There's a mod available on GitHub that allows you to rectify the utter design failure on Owlcat's part, namely allowing to choose for yourself which attribute each Mythic Path scales off of.
The Mod's name is "MythicSpellbookTweaks".
https://github.com/Vek17/WrathMods-MythicSpellbookTweaks
To this day, it is unfathomable to me why Owlcat failed to realize that they should've made the engine automatically set the scaling attribute of the player's chosen Mythic Path to the actual main attribute of the player's build.
Vanilla, a Sorcerer taking the Lich Mythic Path will be screwed, seeing much lower damage output, much lower own DCs and much less success against hostile DCs when compared to a Wizard taking the Lich Path, all just because Lich is hardcoded to only ever scale off of INT.

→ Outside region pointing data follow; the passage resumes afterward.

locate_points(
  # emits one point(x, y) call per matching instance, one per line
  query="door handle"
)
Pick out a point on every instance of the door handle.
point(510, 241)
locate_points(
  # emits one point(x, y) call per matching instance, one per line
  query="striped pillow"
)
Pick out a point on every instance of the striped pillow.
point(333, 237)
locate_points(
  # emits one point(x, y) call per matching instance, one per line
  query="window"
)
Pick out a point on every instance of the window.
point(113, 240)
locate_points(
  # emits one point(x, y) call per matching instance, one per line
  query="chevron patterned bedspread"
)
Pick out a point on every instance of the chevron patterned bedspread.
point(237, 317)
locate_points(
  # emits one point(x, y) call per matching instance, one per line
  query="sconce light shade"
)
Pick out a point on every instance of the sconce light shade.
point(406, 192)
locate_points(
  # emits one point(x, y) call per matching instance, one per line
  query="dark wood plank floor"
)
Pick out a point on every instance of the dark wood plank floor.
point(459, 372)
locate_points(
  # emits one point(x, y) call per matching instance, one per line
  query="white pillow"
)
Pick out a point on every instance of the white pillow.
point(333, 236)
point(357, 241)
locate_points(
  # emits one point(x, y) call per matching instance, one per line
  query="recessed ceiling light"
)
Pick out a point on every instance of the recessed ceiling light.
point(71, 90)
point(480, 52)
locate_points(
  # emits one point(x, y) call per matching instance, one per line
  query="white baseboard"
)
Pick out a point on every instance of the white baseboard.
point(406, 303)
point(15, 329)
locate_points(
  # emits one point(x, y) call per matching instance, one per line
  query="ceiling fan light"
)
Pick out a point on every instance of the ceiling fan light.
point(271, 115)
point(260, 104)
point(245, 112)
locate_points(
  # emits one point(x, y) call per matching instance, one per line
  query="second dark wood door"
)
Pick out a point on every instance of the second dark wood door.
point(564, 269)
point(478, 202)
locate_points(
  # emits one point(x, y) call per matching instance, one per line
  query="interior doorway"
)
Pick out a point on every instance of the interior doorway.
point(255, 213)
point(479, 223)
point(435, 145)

With this mod however, as a Sorcerer, you can set the Lich Mythic to scale off of CHA instead so that you won't be significantly punished for the great crime of not playing a Wizard on this Path.
While this might not after all be as relevant for the Trickster Path, it should still be valuable knowledge for any future playthroughs where you might want to play a Path with merged SBs, as this issue of course affects every Path.
Unless you by chance chose a build with the "correct" main attribute for your chosen Path — (and of course the game never once tells you what attribute that would be) — you'd always get a significantly lesser effectiveness when compared to having the "correct" main attribute.
And of course, the mod also allows you to simply just find out which attribute each Path uses to scale.
A wizard and a sorcerer will have the same spell DCs for Mythic spells because their primary casting stat doesn't actually effect Mythic spells. And with merged spellbooks you don't get all those other normal spells listed in the wiki since you should already have them if you wanted them.
The engine doesn't automatically detect your highest stat because the MC might not be a spellcaster to begin with. I probably don't need to tell you how broken a Dex-scaling spellbook would be. If you aren't a spellcaster main to begin with, it probably doesn't matter how much mileage you get from your spellbook anyway since it's not intended to turn your non-caster into a caster. Casting personal buffs, the one thing you might want, doesn't require a huge amount of spell slots.
+18 stregnth dragon form
+10 stregnth size bonus
+8 stregnth enhancement
Voila, every npc fails my spells because of overwhelming stregnth.